Throughout the war, my mother continued to hope that she would be reunited with her parents and Czech family. She wrote to them regularly and received responses from them periodically until 1942, when they were transported initially to Terezin – and then Auschwitz.
And yet, my mother’s expectation of returning to Czechoslovakia, and her family, remained. She was unaware of the scale of what was happening to European Jewry during the war and clung to her hopes of being reunited with her family when the war ended.
Sure enough: In her scrapbook, my mother still has saved a very moving telegram she received from a Czech family friend in July 1945, informing her that my grandmother was still alive.
You can imagine what it was like for her to receive this telegram!
Within weeks, my mother travelled back to Prague for an emotional reunion.
Friedl, her mum – my grandmother – was the only survivor from their family. Mum remembers that early period as being very intense and a mixture of extreme sadness and happiness for both of them.

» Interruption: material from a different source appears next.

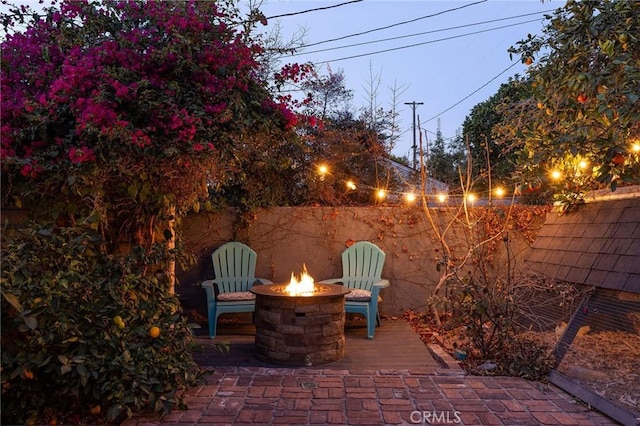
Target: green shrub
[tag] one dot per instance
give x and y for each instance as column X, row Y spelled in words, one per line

At the end of the war my mother signed up for a course in personal management at Leeds University.
My parents married in 1949 soon after they met socially in London. By then, my grandmother had arrived in London and the wedding was arranged to coincide with my grandmother’s arrival.
While it wasn’t a particularly happy marriage, my mother did find the ready-made family she craved following the loss of her own birth family, and which my dad was able to offer her.
Much later, in the 1990s, my mother began to feel a real affinity with the Kindertransport and her personal experience, which she shared in talks with primary school kids organised through the Association of Jewish Refugees (AJR).
Meeting Nicholas Winton in 2008 was such a significant moment for my mother. She not only met the man who had saved her, but who had also met both her parents. It was a connection she had to her past. I too met him at the premiere and was able to briefly thank him for his work.
My mother had a full life in the UK. She spent most of her life here and was very proud to be British, the country that gave her refuge.
This is especially important for me on this 85th anniversary of the Kindertransport – because many among the current generation of asylum seekers do not have a similar experience of seeking asylum in the UK as my mother; nor are they treated as well as she was.
I doubt if my mother would have even gained entry to the UK in 2024.
I hope for better things from the new Labour government, including sorting out the policy and processing of refugees and asylum seekers.
Because of my personal family experience, speaking out about the treatment of refugees and asylum-seekers in this country has a strong impact for me. That is why I became Chair of both René Cassin, the Jewish voice for human rights, and the refugee befriending charity HostNation, where I work towards achieving safe routes for refugees into the UK.
It is part of my DNA to help those in need, just like my mother received help back when she needed it. Refugees were welcomed to the UK then, and they should continue to be welcomed with compassion today.